What’s the main RAM memory consumption of the above graph?
Each Sort Action consumes 5 GB RAM: Since these two Sort Actions are running in parallel, the total RAM memory consumption of this graph is 5GB+5GB=10GB. The same graph executed on 1 CPU (i.e. without the Multithread Actions) consumes only 5GB RAM.
When you are executing in parallel some Anatella graph, the total RAM memory consumption usually increases substantially (compared to the “1-CPU-execution”). In the above example, the memory consumption for the “parallel” execution rises to 10 GB, compared to only 5GB for the simple, “sequential” execution.
If the total RAM memory consumption exceeds the amount of physical RAM inside your computer, then you are in trouble because MSWindows will be forced to “swap” (also named “paging”).

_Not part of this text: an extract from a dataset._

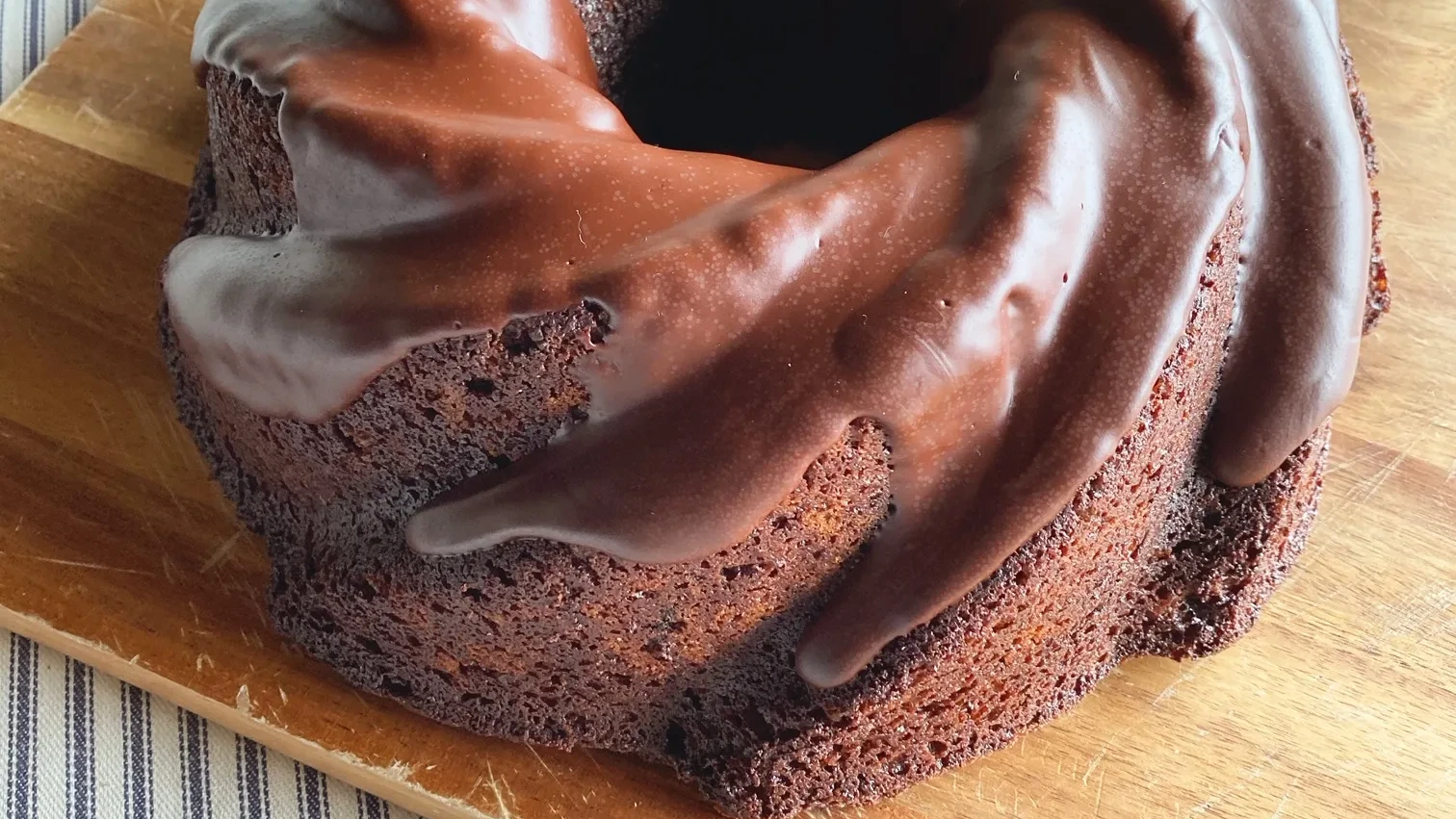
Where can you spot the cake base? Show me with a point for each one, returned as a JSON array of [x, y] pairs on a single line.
[[690, 665]]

When MSWindows “swaps” all processing speed is divided by 100 or more: The computation becomes so slow that it’s better to stop all computation and re-design your data-transformation-graph to use less RAM.
You can check the total physical RAM memory available to you and the memory consumption of your Anatella graphs, by looking at the MSWindows “Task Manager”.

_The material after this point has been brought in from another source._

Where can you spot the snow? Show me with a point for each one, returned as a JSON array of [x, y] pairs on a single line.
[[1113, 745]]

To run the MSWindows “Task Manager”, right-click the MSWindows Taskbar and select “Start Task Manager”:
The amount of total physical RAM memory available to run your graphs is visible here:
In the above example, I still have 7572 MB ≈ 7.5 GB of Available Physical RAM memory to run my Anatella graphs. When you start your data-transformation-graph, Anatella start consumming some RAM memory and the amount of Available Physical RAM memory decreases. When this amount drops to zero, MSWindows will start “swapping” and all computations (from the whole computer) nearly stop. You should avoid that!

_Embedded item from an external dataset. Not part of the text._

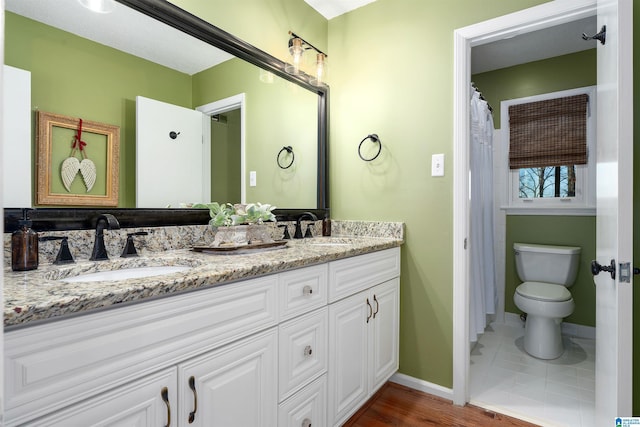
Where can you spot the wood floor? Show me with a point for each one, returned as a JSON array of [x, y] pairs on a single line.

The Actions that consume a great quantity of RAM memory are:
•The MultiJoin Action: This Action starts by loading into RAM memory all the Slaves tables (on pin 1 and above). If there are a great quantity of large slave tables, the MultiJoin Action will consume a great quantity of RAM.
•The FilterOnKey Action: This Action works in the same way as the MultiJoin Action: It start by leading into RAM memory the table on the second pin. If this table is large, then it will consume a large quantity of RAM.
•The Sort Action: To sort large table, you need a large “tape size”. It means creating a large buffer into RAM memory (that contains one tape data).
•The Aggregate Action (when the option “Use in-RAM algorithm for small output tables” is checked): All the output tables (i.e. all the “aggregates”) must fit into RAM memory.
•Most of the Actions for “Graph Mining” are loading the whole graph to analyze into RAM memory. If this graph is large, then it will consume a large quantity of RAM. These Actions include the CommunityDetection Action, the NodeAnalysis Action, the SignificanceLevel Action, the Leadership Action.
•Most of the Actions for “Operational Research” are loading the whole table to analyze into RAM memory. If this table is large, then it will consume a large quantity of RAM. These Actions include the KNN Action and the DatasetReduction Action and the AssignmentSolver Action.
You should pay extra attention to RAM memory consumption when the above Actions are running in parallel. If you exceed the total amount of Available Physical RAM memory of your computer, all computations will slow down radically.